According to Shelley, nature is at once splendorous and deadly, a dynamic force that cannot be tamed by man. While appreciating nature's aesthetic majesty, Shelley warns man not to equate beauty with tranquility. Rather, Shelley advises us to view nature from both sides of the coin, admiring its unapproachable synthesis of power and grace.

For Wordsworth, on the other hand, nature plays a more comforting role. Like Shelley, Wordsworth sees nature as an eternal and sublime entity, but rather than threatening the poet, these qualities give Wordsworth comfort.

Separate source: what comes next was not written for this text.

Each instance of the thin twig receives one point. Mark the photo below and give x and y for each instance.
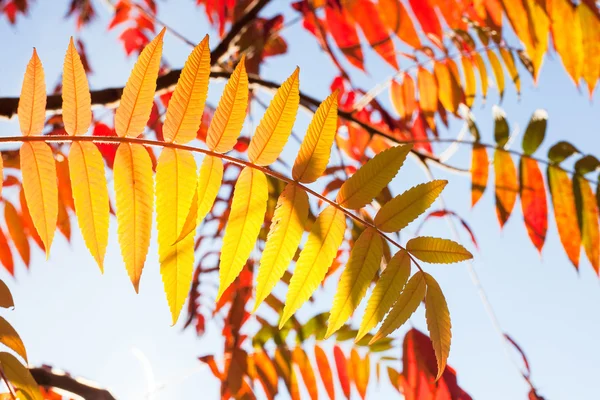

As Wordsworth writes:

I have felt
A presence that disturbs me with the joy
Of elevated thoughts; a sense sublime
Of something far more deeply interfused,
Whose dwelling is the light of setting suns,
And the round ocean and the living air,
And the blue sky, and in the mind of man. (Norton 2, p. 154)

Rather than placing man and nature in opposition, Wordsworth views them as complementary elements of a whole, recognising man as a part of nature. Hence, Wordsworth looks at the world and sees not an alien force against which he must struggle, but rather a comforting entity of which he is a part.

Shelley was an atheist, a fact which certainly contributed to his vision of nature as a powerfully indifferent entity. Having no benevolent God to give reason and order to the world, Shelley lived in an immensely intimidating universe of powerful and fractious components. Nature could be beautiful for Shelley, but that does not imply that it was caring. Shelley seems to echo Pascal, who said, while gazing at the stars, "The silence of these infinite spaces terrifies me." Wordsworth, on the other hand, was a relatively solid and conservative member of the Church of England. Thus, with the faith of religion to back him up, Wordsworth was able to look at nature and see the benevelonce of God behind it. For Wordsworth, the world could be a place of sorrow, but it was not cruel. Though suffering surely occurred, Wordsworth comforted himself with the belief that all things happened by the hand of God, manifesting Himself in the ultimately just and divine order of nature.